子どもは罰しても「勉強しない」ワケ
「子どもたちを罰しなさい。そうすれば、子どもたちは、大人は強く、子どもは弱いことを学ぶだろう。……必ず失敗すると感じるようになるだろう」
アドラーは子どもを罰することについて、かなり手厳しく批判しています。特に体罰には否定的であり、次のように記述しています。
「体罰は無効である。なぜなら、社会は敵対的であり、協力することは不可能であるということを犯罪者に確信させるだけだからである」
ここでの「犯罪者」は、悪さをした子どもを意味しています。要するに、悪さをした子どもを罰しても改心することはなく、再び同じ間違いを起こす可能性が高いということです。
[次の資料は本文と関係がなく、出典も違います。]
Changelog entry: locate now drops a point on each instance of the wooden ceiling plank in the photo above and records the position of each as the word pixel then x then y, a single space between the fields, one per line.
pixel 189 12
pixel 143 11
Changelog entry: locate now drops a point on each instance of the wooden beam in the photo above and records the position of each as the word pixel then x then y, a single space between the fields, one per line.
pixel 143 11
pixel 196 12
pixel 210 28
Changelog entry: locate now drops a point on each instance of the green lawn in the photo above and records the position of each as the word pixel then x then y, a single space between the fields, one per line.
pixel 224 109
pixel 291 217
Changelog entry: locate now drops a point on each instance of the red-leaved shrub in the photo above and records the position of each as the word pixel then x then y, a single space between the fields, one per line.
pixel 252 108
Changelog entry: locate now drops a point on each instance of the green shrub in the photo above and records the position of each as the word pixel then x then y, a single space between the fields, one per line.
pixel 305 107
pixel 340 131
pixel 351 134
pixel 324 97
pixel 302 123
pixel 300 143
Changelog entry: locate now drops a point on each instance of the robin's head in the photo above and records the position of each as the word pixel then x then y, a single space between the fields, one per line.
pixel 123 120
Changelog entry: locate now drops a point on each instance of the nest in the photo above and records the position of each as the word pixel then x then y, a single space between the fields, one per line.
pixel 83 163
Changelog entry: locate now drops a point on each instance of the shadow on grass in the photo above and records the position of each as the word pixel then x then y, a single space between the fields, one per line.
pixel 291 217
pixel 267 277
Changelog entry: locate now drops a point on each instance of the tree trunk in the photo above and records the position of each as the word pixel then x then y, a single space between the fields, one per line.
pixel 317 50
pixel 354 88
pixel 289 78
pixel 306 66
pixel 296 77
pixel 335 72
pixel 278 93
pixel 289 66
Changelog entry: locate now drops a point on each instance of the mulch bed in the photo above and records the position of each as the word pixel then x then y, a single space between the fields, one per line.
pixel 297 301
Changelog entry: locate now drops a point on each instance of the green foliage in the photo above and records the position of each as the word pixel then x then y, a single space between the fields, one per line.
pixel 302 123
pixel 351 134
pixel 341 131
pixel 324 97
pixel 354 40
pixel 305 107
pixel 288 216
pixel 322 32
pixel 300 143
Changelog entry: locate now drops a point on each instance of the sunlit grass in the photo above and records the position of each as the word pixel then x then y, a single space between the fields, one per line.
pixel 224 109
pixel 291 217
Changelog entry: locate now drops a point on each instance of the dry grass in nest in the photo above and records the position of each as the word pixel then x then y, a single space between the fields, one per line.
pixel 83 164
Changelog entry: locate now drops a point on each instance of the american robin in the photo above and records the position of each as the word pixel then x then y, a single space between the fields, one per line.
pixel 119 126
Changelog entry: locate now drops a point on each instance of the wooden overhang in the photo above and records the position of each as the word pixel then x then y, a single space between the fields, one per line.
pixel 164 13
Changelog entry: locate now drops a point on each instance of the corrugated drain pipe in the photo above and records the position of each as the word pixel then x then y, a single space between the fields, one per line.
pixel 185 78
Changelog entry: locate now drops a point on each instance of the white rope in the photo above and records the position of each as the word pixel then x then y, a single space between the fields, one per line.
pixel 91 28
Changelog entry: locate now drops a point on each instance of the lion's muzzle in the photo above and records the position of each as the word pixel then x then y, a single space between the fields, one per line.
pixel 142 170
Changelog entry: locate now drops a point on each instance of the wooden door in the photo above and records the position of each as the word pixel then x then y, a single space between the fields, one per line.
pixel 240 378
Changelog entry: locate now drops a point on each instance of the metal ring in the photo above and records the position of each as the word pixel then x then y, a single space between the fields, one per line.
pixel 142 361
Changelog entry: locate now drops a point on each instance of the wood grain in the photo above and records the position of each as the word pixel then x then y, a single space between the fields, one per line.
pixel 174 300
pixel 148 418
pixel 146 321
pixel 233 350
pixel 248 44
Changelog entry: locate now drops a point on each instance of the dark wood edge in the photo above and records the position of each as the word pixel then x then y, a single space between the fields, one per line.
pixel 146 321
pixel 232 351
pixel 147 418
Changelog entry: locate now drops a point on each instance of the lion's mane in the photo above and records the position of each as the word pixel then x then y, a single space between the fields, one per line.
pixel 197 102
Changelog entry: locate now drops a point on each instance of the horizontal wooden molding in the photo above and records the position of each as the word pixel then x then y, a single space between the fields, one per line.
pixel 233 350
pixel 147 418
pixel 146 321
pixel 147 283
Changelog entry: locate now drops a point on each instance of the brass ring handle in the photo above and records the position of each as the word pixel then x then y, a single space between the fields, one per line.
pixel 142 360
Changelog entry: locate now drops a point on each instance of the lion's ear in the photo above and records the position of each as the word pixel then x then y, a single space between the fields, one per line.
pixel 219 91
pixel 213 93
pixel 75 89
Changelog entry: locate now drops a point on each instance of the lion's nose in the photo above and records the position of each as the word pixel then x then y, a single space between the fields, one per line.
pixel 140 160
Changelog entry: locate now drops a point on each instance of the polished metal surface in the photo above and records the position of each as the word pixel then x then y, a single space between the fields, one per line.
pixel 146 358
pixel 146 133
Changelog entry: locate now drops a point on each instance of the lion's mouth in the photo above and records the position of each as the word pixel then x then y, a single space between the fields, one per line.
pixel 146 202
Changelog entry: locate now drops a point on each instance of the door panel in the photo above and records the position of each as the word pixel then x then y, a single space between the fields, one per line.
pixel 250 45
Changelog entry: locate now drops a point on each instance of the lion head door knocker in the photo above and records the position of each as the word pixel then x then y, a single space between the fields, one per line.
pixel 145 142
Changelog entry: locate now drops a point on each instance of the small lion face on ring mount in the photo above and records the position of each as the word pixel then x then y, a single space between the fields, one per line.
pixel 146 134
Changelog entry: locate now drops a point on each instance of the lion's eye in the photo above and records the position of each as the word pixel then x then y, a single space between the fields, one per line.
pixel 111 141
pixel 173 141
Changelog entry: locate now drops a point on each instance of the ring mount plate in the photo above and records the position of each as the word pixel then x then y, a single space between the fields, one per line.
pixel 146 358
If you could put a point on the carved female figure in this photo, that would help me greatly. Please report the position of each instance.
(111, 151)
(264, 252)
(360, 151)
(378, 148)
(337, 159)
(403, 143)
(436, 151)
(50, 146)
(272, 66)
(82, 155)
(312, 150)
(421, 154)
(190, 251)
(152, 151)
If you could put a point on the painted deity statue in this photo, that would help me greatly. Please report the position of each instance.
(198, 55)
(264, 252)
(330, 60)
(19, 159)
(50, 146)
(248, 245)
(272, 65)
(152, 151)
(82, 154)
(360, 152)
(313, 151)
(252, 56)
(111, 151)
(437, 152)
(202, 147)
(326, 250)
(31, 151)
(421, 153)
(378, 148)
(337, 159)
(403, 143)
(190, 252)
外出禁止、ゲーム禁止、部活動禁止……いずれも罰の効果は期待できないと考えたほうがよいでしょう。
アドラーは「自分に価値があると思うときに勇気を持てる」と考えていました。子どもを罰するということは、子どもの価値を否定することになりますから、勇気がくじかれるのも当然です。
勉強をしない子を罰しても、勉強をするようにならないのはもちろん、ますます頑なになるだけだと理解してください。
「どうしてサボったのか?」
「育て方が間違っていたのでは?」
原因論にこだわっていると、子育ての悩みは深まるばかりです。
目的論で考えれば、勉強をサボったのは親の注目を集めたいという目的があったからかもしれません。その場合は、叱るよりも、あえてそっとしておくほうが効果的といえます。
注目されなくなった子どもは、親に注目されるという目的を達成するために、勉強や運動を頑張ろうと思うかもしれません。
親としては、「勉強ができる」という未来に目を向け、勉強が楽しくなる考え方、勉強ができるようになる工夫を教えていけばよいのです。